De fois le prix est fixé à la tête du client et c’est déplorable. Par rapport à la tarification ; Martin un wewa de la commune de Bandalungwa précise que l’autorité urbaine n’a pas précisé sur ce point étant donné que le transport en commun par moto conduit le passager dans des endroits que le véhicule ne peut arriver.
Ce motocycliste poursuit que pendant la saison de pluie ils font plus d’argent qu’à la saison sèche.
Avec les vacances des élèves c’est un manque à gagner pour eux. Ils préfèrent plus les femmes que les hommes car elles ne discutent presque pas pour le prix contrairement aux autres.
À lui de préciser encore que grâce à son travail la prise en charge de sa petite famille est garantie, ses deux enfants sont scolarisés et son loyer est bien payé. Il est gradué de l’ISC /Gombe faute de travail il a jugé bon de devenir un motocycliste pour le bien-être de sa famille.
Comme tout automobiliste il se plaint toujours des tracasseries policières des agents charge de la régulation routière communément appelés roulages. Pour qu’une moto soit mise en service du transport public, il faut payer 15dollars américains pour l’autorisation du ministère provincial des transports, 10 dollars américains pour l’identification de la moto. À ajouter à cette somme chaque moto doit avoir aussi une plaque d’immatriculation et elle coute 30 dollars américains plus 2 dollars pour la commission.
Le port du casque est aussi obligatoire pour le motocycliste que les passagers. Mais nous constatons que les wewa portent les casques ces derniers temps, sans tenir compte des passagers.
Ces jeunes gens d’abord venus d’ailleurs notamment du Grand KASAI et du Congo profond, puis les natifs de Kinshasa ont aussi emboité les pas pour ce travail générateur des revenus.
Une moto taxi produit entre 50000 et 70000 FC par jour, selon quelques wewa trouvé dans ces carrefours ; Pompage, Kintambo magasin, Rond-point victoire, Kingambwa point chaud, rond-point Mandrandele à Kingabwa TP. Comme ce n’est pas facile de s’acheter une moto, les motocyclistes utilisent leurs engins avec un contrat et souvent verbal au près du propriétaire.
Certains prennent la moto à crédit et d’autre travaillent catégoriquement pour le propriétaire de la moto moyennent un payement journalier allant de 20000 à 25000 franc congolais. Chaque jour, l’hôtel de ville de Kinshasa perçoit 500 francs congolais par moto et c’est obligatoire, au cas contraire une amende de 100000 francs congolais est prévue pour ce faire. Malheureusement en contre-partie l’Hôtel de ville ne fait rien avec les différentes sommes perçues au quotidien dans tous les Parkings disséminés dans toute la ville de Kinshasa.

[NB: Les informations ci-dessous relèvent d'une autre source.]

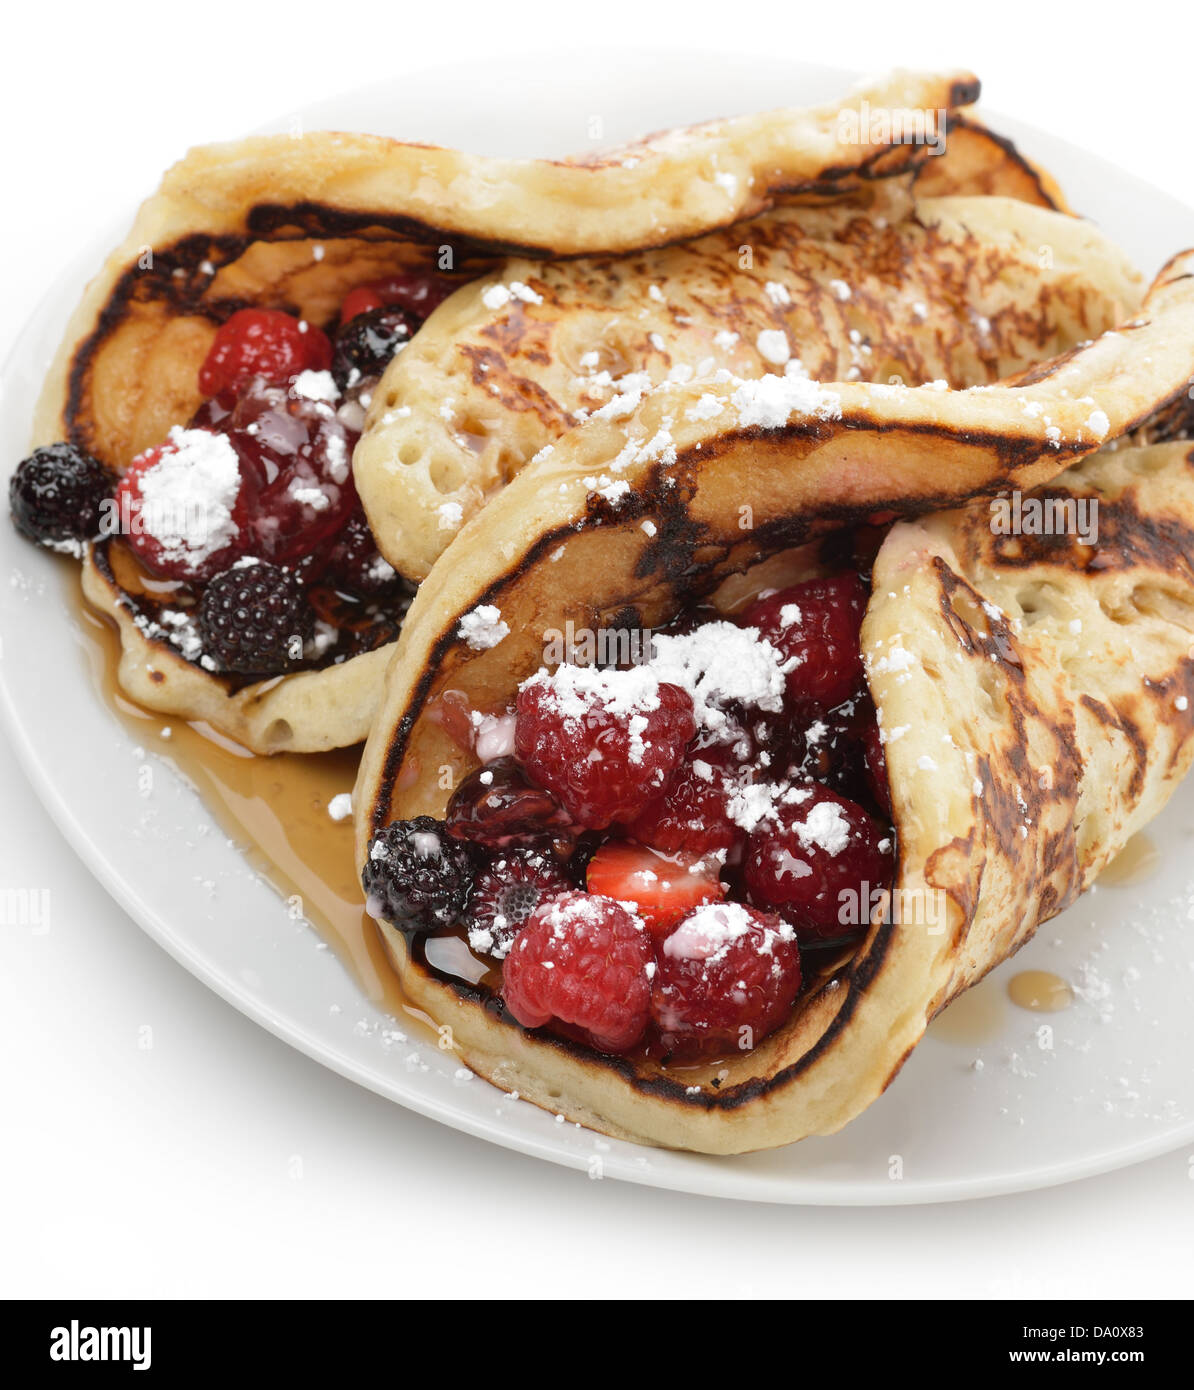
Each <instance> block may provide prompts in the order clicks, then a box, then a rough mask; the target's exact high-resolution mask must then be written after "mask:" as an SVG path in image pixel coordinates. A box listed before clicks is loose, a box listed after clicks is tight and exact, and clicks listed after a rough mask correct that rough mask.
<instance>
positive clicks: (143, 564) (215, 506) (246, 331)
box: [8, 274, 566, 830]
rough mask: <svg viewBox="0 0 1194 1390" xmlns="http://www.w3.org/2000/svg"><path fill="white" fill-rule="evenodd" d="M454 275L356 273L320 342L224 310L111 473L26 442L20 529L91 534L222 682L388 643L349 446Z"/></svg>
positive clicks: (16, 497)
mask: <svg viewBox="0 0 1194 1390" xmlns="http://www.w3.org/2000/svg"><path fill="white" fill-rule="evenodd" d="M453 288H455V285H453V284H452V282H450V281H446V279H443V278H442V277H436V275H420V274H406V275H396V277H391V278H388V279H384V281H374V282H371V284H368V285H364V286H359V288H357V289H354V291H352V292H350V293H349V295H347V296H346V297H345V302H343V304H342V310H341V327H339V329H338V331H336V336H335V342H332V341H331V339H329V338H328V335H327V334H325V332H322V331H321V329H320V328H318V327H317V325H314V324H309V322H306V321H303V320H300V318H297V317H296V316H293V314H289V313H284V311H282V310H278V309H242V310H238V311H236V313H234V314H232V316H231V317H229V318H228V320H227V321H225V322H224V324H221V327H220V328H218V331H217V334H215V338H214V341H213V343H211V347H210V350H208V353H207V356H206V359H204V361H203V364H202V367H200V370H199V388H200V392H202V393H203V395H204V398H206V399H204V400H203V403H202V404H200V407H199V410H197V411H196V413H195V416H193V417H192V418H190V420H189V421H188V423H186V424H185V425H177V427H175V428H174V430H171V431H170V435H168V436H167V439H165V441H164V442H163V443H160V445H157V446H154V448H152V449H147V450H145V452H143V453H140V455H139V456H138V457H136V459H133V460H132V463H131V464H129V466H128V468H126V470H125V473H124V475H122V477H120V478H117V477H115V475H114V474H113V473H111V471H110V470H108V468H106V467H104V466H103V464H101V463H99V461H97V460H96V459H93V457H92V456H90V455H88V453H85V452H83V450H81V449H78V448H76V446H75V445H71V443H58V445H50V446H47V448H42V449H38V450H36V452H35V453H33V455H32V456H31V457H29V459H25V460H24V461H22V463H21V464H19V467H18V468H17V473H15V474H14V477H13V481H11V484H10V493H8V495H10V507H11V512H13V518H14V523H15V524H17V528H18V530H19V531H21V532H22V535H25V537H28V538H29V539H32V541H36V542H38V543H40V545H44V546H47V548H50V549H56V550H63V552H68V553H71V555H76V556H82V553H83V545H85V543H86V542H96V548H95V560H96V564H97V566H99V567H100V569H101V571H104V573H106V574H107V575H108V577H110V578H111V580H113V581H114V582H115V584H117V585H118V587H120V588H121V591H122V602H124V603H125V606H126V609H128V612H129V613H131V614H132V617H133V620H135V621H136V623H138V626H139V627H140V628H142V630H143V631H145V632H146V634H147V635H150V637H153V638H157V639H163V641H168V642H171V644H172V645H174V646H175V648H177V651H178V652H179V653H181V655H182V656H183V657H185V659H188V660H192V662H197V663H199V664H202V666H203V667H204V669H207V670H210V671H217V673H222V674H225V676H227V677H228V678H229V681H231V682H232V684H234V685H236V684H243V682H245V678H246V677H250V676H252V677H257V678H260V677H263V676H271V674H285V673H288V671H293V670H296V669H300V667H304V666H307V667H310V666H322V664H328V663H331V662H342V660H346V659H347V657H350V656H354V655H357V653H359V652H363V651H370V649H373V648H375V646H381V645H384V644H385V642H389V641H392V639H393V637H395V635H396V631H398V624H399V623H400V619H402V614H403V613H404V609H406V606H407V605H409V602H410V596H411V594H413V588H411V585H409V584H407V582H406V581H404V580H402V578H400V577H399V575H398V574H396V573H395V570H393V567H392V566H391V564H389V563H388V562H386V560H385V559H384V557H382V556H381V555H379V552H378V549H377V545H375V543H374V539H373V534H371V531H370V528H368V523H367V520H366V516H364V510H363V509H361V505H360V500H359V499H357V493H356V486H354V485H353V477H352V455H353V449H354V446H356V442H357V438H359V432H360V427H361V424H363V420H364V407H366V406H367V404H368V399H370V391H371V388H373V386H374V385H375V382H377V379H378V377H379V375H381V373H382V371H384V370H385V367H386V364H388V363H389V360H391V359H392V357H393V354H395V353H396V352H399V350H400V349H402V347H403V346H404V345H406V343H407V342H409V341H410V338H411V335H413V334H414V332H416V331H417V329H418V327H420V324H421V322H423V320H424V318H425V317H427V314H430V313H431V310H432V309H434V307H435V306H436V304H438V303H439V302H441V300H442V299H445V297H446V296H448V295H449V293H450V292H452V291H453ZM560 828H562V830H563V828H566V827H564V826H562V827H560Z"/></svg>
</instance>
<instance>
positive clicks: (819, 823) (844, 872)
mask: <svg viewBox="0 0 1194 1390" xmlns="http://www.w3.org/2000/svg"><path fill="white" fill-rule="evenodd" d="M891 867H892V852H891V835H890V833H888V831H885V830H883V827H880V826H878V824H877V821H874V820H872V817H870V816H869V815H867V813H866V812H865V810H863V809H862V806H859V805H858V802H853V801H848V799H847V798H845V796H838V794H837V792H834V791H830V790H828V787H820V785H817V784H816V783H810V784H808V785H806V787H803V788H801V790H799V791H798V792H796V796H795V799H792V801H791V802H790V803H788V805H784V806H781V808H780V810H778V815H777V817H776V820H769V821H764V823H763V824H762V826H759V827H758V828H756V830H755V831H752V834H751V838H749V840H748V841H746V858H745V860H744V866H742V873H744V880H745V884H746V891H748V892H749V897H751V901H752V902H755V903H758V905H759V906H760V908H764V909H767V910H771V912H778V913H781V915H783V916H784V917H785V919H787V920H788V922H791V923H792V924H794V926H795V927H796V930H798V933H799V934H801V937H802V940H826V941H828V940H834V938H835V937H842V935H848V934H849V933H851V931H852V930H855V927H856V924H859V923H865V920H866V912H865V902H869V897H867V898H863V894H867V892H869V890H880V888H884V887H885V885H887V884H888V883H890V880H891ZM851 908H852V909H853V912H852V915H851V916H847V912H848V909H851ZM847 923H849V924H847Z"/></svg>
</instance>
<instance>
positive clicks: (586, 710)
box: [514, 666, 696, 830]
mask: <svg viewBox="0 0 1194 1390" xmlns="http://www.w3.org/2000/svg"><path fill="white" fill-rule="evenodd" d="M695 730H696V724H695V721H694V717H692V699H691V696H689V695H688V692H687V691H684V689H681V688H680V687H678V685H670V684H667V682H663V684H660V682H659V681H656V678H655V677H653V676H652V674H651V673H649V671H648V670H646V669H645V667H634V669H631V670H627V671H617V670H595V669H592V667H580V666H562V667H560V669H559V670H557V671H556V674H555V676H550V677H548V676H545V674H542V673H541V674H539V676H535V677H532V678H531V680H530V681H527V682H525V684H524V685H523V688H521V689H520V691H518V705H517V720H516V724H514V751H516V753H517V755H518V760H520V762H521V763H523V766H524V767H525V769H527V771H528V774H530V776H531V778H532V780H534V781H537V783H538V784H539V785H542V787H546V788H548V790H549V791H550V792H553V794H555V796H556V798H557V799H559V802H560V803H562V805H563V808H564V810H567V812H569V815H570V816H571V817H573V820H574V821H575V823H577V824H580V826H587V827H589V828H591V830H602V828H605V827H606V826H609V824H610V823H612V821H614V820H620V821H631V820H634V819H635V816H638V815H639V813H641V812H642V810H644V809H645V808H646V805H648V802H649V801H651V799H652V798H653V796H655V795H657V794H659V792H660V791H662V790H663V787H664V785H666V783H667V778H669V777H670V776H671V773H673V770H674V769H676V766H677V765H678V762H680V759H681V756H682V755H684V749H685V746H687V745H688V742H689V739H691V738H692V735H694V733H695Z"/></svg>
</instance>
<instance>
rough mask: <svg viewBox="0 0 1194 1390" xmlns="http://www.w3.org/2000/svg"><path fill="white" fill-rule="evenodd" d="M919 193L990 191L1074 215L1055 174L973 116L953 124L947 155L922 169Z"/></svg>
mask: <svg viewBox="0 0 1194 1390" xmlns="http://www.w3.org/2000/svg"><path fill="white" fill-rule="evenodd" d="M916 192H917V195H919V196H920V197H948V196H951V195H959V193H962V195H973V193H986V195H988V196H992V197H1017V199H1019V200H1020V202H1022V203H1033V204H1034V206H1037V207H1049V208H1052V210H1054V211H1056V213H1069V211H1072V208H1070V206H1069V203H1068V202H1066V196H1065V193H1062V190H1061V188H1059V186H1058V182H1056V179H1055V178H1054V177H1052V174H1049V172H1048V171H1047V170H1042V168H1041V167H1040V165H1038V164H1034V163H1033V161H1031V160H1029V158H1026V157H1024V156H1023V154H1022V153H1020V152H1019V150H1017V149H1016V146H1015V145H1013V143H1012V142H1011V140H1009V139H1006V136H1002V135H997V133H995V132H994V131H992V129H991V128H990V126H987V125H984V124H983V122H981V121H980V120H979V118H977V117H976V115H973V114H972V113H959V114H958V115H955V117H954V118H952V120H951V122H949V138H948V142H947V146H945V152H944V154H941V156H938V157H937V158H931V160H926V161H924V163H923V164H922V165H920V168H919V170H917V171H916Z"/></svg>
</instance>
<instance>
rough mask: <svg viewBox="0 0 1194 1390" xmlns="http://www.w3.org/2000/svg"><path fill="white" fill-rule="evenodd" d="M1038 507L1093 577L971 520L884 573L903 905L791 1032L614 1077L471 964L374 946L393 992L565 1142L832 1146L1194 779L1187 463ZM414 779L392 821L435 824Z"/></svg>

C’est vrai ces jeunes gens sont en train d’aider la population congolaise en générale et kinoise en particulier, mais ils méritent une formation appropriée pour qu’ils comprennent comment on doit rouler dans une grande ville.
Cette formation doit faire appel à la police de la circulation routière et pourquoi pas créée une brigade spéciale pour eux.